PowerPC literally doesn't exist anymore and hasn't for like over a decade... You're thinking of IBM POWER, which is already decently competitive for Big Iron.
I don't see how they'll be able to repeat the performance or efficiency leaps they achieved with A64FX. It was the first out of the gate with SVE, but now others are doing it. And their hard-wired AI accelerator will be challenging industry players with several generations under their belts.
They have one possible advantage on efficiency, which is that if you have a sufficiently large budget, you can add more nodes and clock them lower. If GPU-based supercomputers wanted better efficiency numbers, that's all they'd have to do. However, budget constraints mean they have to run a smaller number of GPUs well outside their optimal efficiency range.
Since Fugaku was designed in the post-Fukushima era, energy was probably very expensive.
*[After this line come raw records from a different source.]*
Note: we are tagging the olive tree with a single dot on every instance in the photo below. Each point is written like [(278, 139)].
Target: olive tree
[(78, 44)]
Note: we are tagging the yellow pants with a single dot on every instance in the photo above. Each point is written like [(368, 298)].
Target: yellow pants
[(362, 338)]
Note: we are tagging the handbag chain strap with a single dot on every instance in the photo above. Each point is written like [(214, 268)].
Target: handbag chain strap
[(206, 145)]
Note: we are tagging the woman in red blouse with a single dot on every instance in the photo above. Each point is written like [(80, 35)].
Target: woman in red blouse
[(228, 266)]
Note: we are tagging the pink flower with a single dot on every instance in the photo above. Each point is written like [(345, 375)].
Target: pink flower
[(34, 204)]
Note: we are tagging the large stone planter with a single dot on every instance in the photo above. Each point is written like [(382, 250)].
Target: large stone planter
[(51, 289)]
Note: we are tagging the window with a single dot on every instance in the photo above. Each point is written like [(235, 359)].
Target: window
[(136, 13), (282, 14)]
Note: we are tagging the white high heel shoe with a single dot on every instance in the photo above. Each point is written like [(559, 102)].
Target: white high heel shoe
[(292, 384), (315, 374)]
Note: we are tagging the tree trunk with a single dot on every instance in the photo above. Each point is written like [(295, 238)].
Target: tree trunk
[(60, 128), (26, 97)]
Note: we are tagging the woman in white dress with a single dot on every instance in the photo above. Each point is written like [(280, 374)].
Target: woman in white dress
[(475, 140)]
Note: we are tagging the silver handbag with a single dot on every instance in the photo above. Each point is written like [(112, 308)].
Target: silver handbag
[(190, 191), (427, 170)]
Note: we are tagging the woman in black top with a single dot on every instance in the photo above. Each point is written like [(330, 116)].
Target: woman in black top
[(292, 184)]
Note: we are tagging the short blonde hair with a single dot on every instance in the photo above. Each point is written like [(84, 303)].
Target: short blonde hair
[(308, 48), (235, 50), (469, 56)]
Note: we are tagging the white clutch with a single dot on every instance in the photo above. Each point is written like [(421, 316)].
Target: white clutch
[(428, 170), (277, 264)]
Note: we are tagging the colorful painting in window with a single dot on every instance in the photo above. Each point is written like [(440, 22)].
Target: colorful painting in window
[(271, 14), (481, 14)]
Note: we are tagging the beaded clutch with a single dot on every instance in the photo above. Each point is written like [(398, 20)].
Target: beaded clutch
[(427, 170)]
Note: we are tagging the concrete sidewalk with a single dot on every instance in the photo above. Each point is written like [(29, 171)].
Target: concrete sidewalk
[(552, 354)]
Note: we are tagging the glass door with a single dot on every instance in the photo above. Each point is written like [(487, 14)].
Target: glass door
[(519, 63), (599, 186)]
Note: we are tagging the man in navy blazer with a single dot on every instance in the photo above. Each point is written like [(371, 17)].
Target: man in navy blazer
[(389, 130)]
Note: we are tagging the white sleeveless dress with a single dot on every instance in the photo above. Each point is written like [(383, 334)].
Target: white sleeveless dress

That could've pushed them to budget more on equipment, for the benefit of lower operating costs.
HPC customers like really wide SIMD, if they go for that again. Other SVE2 implementations (other than SiPearl's mysterious and delayed(?) design) are 128 bit or 256 bit, and sometimes a bunch of wide cores are a better fit than a GPU.
> sometimes a bunch of wide cores are a better fit than a GPU.
GPUs have a very weak memory model, and that really helps with scaling.
If you're running intrinsically branchy code, then GPUs' SIMD-oriented programming model might indeed be a poor fit. But, you're going to have more overhead from running it on a cache-coherent CPU with lots of cores.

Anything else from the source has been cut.